For a moment, the distance between them vanished. They weren't the couple that broke up over a moral hand-grenade; they were the best trackers in the city.
Angie handed him his keys. She didn't offer a ride, and he didn't ask for one. They stood in the fading light of a city that kept losing its children, two people who knew that "finding" them was the easy part. Living with where you found them was the burden they’d carry until the lights went out for good.
Patrick didn't think. He didn't reach for a badge he didn't have or a gun he shouldn't carry. He just ran. Gone Baby Gone
"The mother is on her phone," Angie whispered as Patrick stepped beside her. "She hasn't looked up in twenty minutes."

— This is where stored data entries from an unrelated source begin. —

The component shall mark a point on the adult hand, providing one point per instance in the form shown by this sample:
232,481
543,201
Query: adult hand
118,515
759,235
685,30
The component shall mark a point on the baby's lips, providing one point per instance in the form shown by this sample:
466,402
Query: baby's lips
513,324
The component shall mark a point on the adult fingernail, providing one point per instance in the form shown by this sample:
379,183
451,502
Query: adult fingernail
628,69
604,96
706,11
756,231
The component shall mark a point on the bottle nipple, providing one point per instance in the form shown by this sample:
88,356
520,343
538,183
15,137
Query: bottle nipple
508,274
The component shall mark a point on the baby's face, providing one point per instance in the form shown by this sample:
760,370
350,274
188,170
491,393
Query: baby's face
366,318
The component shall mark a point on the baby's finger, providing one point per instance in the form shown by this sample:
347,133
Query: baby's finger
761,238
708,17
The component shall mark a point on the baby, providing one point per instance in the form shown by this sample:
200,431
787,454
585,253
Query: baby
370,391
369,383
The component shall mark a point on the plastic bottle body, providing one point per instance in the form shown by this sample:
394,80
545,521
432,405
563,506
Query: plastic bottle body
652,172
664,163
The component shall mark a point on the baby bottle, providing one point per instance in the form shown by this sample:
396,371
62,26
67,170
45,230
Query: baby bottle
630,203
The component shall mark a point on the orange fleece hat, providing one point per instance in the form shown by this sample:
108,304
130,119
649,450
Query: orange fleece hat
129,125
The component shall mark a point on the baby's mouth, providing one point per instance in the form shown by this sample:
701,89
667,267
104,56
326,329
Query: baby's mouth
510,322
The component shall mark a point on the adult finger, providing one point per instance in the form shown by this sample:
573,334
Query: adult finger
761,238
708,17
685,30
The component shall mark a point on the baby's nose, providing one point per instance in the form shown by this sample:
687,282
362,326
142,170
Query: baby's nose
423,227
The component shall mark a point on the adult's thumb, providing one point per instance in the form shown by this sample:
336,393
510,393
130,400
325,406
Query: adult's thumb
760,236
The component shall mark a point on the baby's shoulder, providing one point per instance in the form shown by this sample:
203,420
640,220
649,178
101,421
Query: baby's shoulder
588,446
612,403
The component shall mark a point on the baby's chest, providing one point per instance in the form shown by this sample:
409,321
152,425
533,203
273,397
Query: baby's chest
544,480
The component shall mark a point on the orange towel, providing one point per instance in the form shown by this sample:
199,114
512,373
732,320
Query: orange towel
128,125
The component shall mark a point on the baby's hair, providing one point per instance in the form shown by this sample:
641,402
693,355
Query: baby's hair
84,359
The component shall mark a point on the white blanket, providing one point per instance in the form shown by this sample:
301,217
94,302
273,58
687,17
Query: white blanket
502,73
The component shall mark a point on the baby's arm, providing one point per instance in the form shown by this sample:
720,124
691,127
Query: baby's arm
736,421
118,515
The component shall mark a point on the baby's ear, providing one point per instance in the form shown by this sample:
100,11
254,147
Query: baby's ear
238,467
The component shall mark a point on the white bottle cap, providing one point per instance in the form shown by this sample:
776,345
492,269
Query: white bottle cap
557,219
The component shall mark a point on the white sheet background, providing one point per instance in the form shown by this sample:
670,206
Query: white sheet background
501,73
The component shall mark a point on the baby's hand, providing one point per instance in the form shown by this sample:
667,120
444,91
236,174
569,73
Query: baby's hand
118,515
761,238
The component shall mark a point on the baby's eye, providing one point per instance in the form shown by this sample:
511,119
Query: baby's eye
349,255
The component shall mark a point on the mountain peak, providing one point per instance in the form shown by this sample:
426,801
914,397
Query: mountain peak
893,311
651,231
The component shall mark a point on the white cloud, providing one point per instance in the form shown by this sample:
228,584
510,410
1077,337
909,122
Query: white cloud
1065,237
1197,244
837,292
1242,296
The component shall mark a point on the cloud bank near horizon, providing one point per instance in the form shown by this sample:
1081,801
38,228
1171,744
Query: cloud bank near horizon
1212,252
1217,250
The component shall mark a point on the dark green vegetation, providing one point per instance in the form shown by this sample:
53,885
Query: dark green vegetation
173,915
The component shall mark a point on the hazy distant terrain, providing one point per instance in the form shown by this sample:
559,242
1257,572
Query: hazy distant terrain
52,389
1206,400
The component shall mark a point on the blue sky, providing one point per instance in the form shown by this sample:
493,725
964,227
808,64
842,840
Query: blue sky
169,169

Patrick watched the man in the SUV. He saw the way the driver’s hand stayed on the gear shift. He saw the predatory stillness. It was a movie he had seen before, and he knew how the reel ended. For a moment, the distance between them vanished
Patrick looked at the mother, who was already reaching for her fallen phone even as she held her daughter. He thought of Helene McCready. He thought of the quiet house in the woods where a little girl could have been a princess, and the loud, messy apartment where she was just a burden. "For today," Patrick said.
💡 : The story explores the moral gray area between legal justice and a child's actual well-being. She didn't offer a ride, and he didn't ask for one
"Angie, we aren't doing this anymore," Patrick said, his heart hammering against his ribs.